Uppermost House: Zero sum game, not

PeterLewisTreehouseCMYKBy S. Peter Lewis

BN Columnist

According to Wikipedia, a zero-sum game is a “mathematical representation of a situation in which each participant’s gain (or loss) of utility (measure of preference) is exactly balanced by the losses (or gains) of the utility of the other participants.” This concept is useful in both game and economic theory, where, in layman’s terms, it really means “everyone breaks even, but no one wins.” Some might even apply it to parenting.
A few weeks ago, my son Jeremiah asked me to “help” him with an “experiment” he had concocted. He’s an engineer by bent, education and profession, and as his experience and training has increased over the years, so has the level of sophistication of his, um…ideas. Schemes might be a better word.

Without going into details (let’s avoid getting lawyers involved, shall we), Jeremiah wanted to see if a battery containment vessel he had built for his submarine would implode if put under enough pressure. In order to exert the necessary calculated force (he mentioned something about needing to exceed the “working load,” something I try never to do), we either needed to rent several elephants, or find a really deep body of water. Enter Sebago Lake.

Like many good ideas, this one was really simple. And, like many simple ideas, it ended up complex. As Norman Maclean wrote in his classic nonfiction tragedy, Young Men and Fire, “It was a good plan, except that it did not allow for the wit of the universe and the mental lapses of man.”

Out in the middle of the bobbing lake one cold day, we sent said sealed container down into the blue depths of the big lake, weighed down by random hunks of steel and tethered to Jeremiah’s pontoon boat with a thin line. Down 250 feet, up 250 feet. Imploded or not imploded. Failure or success. Dead easy. Except that once down, we couldn’t raise the container the barest inch. Yanking as we might. Two strong men, slightly confused.

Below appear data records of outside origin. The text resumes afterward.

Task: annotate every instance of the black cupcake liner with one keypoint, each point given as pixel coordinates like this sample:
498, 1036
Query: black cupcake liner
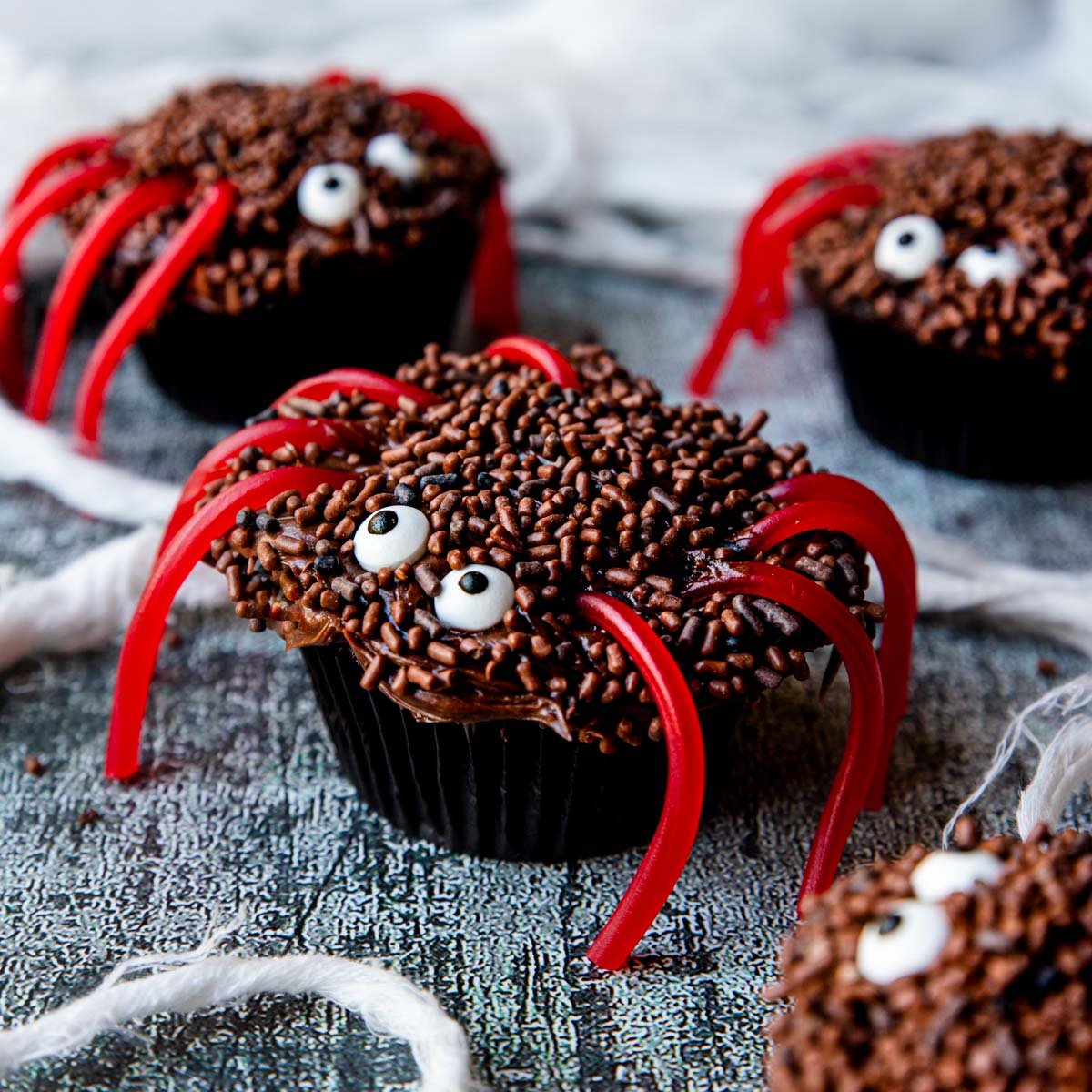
1005, 420
350, 312
507, 789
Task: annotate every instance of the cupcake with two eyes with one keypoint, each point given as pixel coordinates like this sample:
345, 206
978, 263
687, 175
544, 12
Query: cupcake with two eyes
352, 212
959, 301
435, 594
966, 969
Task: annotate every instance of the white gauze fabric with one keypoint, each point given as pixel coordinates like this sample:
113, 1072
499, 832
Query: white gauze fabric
39, 456
186, 982
634, 132
1065, 763
87, 602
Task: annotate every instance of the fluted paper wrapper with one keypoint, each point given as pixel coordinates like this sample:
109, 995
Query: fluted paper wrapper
1006, 420
507, 789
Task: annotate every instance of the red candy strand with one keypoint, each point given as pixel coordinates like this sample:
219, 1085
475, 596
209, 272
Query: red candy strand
857, 769
672, 841
147, 301
494, 277
88, 252
519, 349
378, 388
899, 573
190, 545
759, 298
268, 435
79, 147
49, 197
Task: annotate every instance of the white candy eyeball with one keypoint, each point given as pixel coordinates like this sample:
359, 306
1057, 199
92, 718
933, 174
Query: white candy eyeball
474, 598
905, 943
391, 152
944, 873
982, 265
391, 536
330, 194
907, 246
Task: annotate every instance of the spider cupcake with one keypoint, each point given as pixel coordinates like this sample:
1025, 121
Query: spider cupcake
249, 229
949, 970
956, 276
517, 578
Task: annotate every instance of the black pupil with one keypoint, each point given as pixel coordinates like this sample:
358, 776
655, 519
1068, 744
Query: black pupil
474, 583
382, 522
889, 924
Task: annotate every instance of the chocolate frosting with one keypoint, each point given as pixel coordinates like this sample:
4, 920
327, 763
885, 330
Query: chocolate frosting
605, 490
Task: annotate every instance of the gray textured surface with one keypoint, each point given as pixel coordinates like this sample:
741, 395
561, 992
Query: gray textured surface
246, 806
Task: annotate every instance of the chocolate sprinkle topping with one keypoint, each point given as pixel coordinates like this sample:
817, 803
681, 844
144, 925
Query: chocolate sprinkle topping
263, 137
1005, 1007
1031, 190
607, 490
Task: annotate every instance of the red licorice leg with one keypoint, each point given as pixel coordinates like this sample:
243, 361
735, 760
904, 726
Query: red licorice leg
378, 388
190, 545
672, 841
268, 435
494, 277
80, 147
850, 159
146, 303
49, 197
91, 249
862, 753
519, 349
899, 573
759, 298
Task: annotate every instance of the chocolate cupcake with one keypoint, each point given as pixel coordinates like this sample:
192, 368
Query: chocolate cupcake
249, 230
956, 276
511, 589
950, 970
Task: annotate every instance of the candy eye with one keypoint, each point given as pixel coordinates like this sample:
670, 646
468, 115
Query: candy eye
330, 194
475, 598
391, 152
390, 538
906, 942
982, 265
907, 246
943, 874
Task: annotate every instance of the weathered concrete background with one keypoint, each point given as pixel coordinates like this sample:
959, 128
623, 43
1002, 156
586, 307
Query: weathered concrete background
246, 807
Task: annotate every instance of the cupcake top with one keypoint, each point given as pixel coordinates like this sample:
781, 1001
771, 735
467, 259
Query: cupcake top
965, 970
980, 243
322, 170
451, 561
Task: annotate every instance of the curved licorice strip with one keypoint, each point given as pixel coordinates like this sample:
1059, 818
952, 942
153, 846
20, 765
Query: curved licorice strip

“Missed a contingency” one of us might have said.

Bottom line: never send a length of parachute cord to do a cable’s job.

In the end, we left the container and its trailing cord behind, buoyed by a submerged personal floatation device and tagged on Jeremiah’s GPS, and headed back to shore to think things over. Level thinking sometimes requires level ground.

After we loaded the boat back on the trailer, we spent a few minutes scratching our heads about how to salvage the experiment. The container wasn’t worth anything, but there are laws against leaving stuff underwater, plus it was just the principle of the thing. Eventually Jeremiah looked at me and smiled, “Gosh, Dad, we’ll have so much fun trying to get it back!”

In a couple of days, I got an e-mailed video of the contraption he’d designed to send down the p-cord to retrieve the container. It was extremely clever, although it appeared to have been cobbled together out of old pinball machine parts and a pair of barn door hinges

Back on the boat, the GPS led us precisely to the spot and we spent several happy hours scuba diving and rigging stuff and creating three-to-one hauling systems; and then we sent the contraption down the line and, and hurray, it captured the lost container just like in the video; and then we pulled really hard for a long time, tripping over each other and working out the kinks in the system (and for one 20-minute period both becoming incredibly confused), and lo and behold, inch by inch, up she came. And with one final heave everything was back up on the boat, dripping, and we were exhausted and wet and cold and strangely happy.

As we headed home with our prize I got to thinking about what we’d ultimately accomplished: nothing. Over two days, we’d lost a big section of PVC pipe and some bolts and hunks of steel at the bottom of a lake, and then we got it all back. We ended up with what we started with (minus several gallons of fuel). It was an exercise in futility. Utterly pointless.

Yet two days with my son in the middle of one of Maine’s most beautiful lakes. Two goofy afternoons laughing and figuring stuff out and yanking on things and giving each other that “what in the world were you thinking?” look. Getting wet and cold and tired and hungry. Two husbands, two fathers, two friends, so busy yet squeezing out time together. Accomplishing nothing.

Experts would call this a classic example of a zero-sum game. And they’d be so wrong.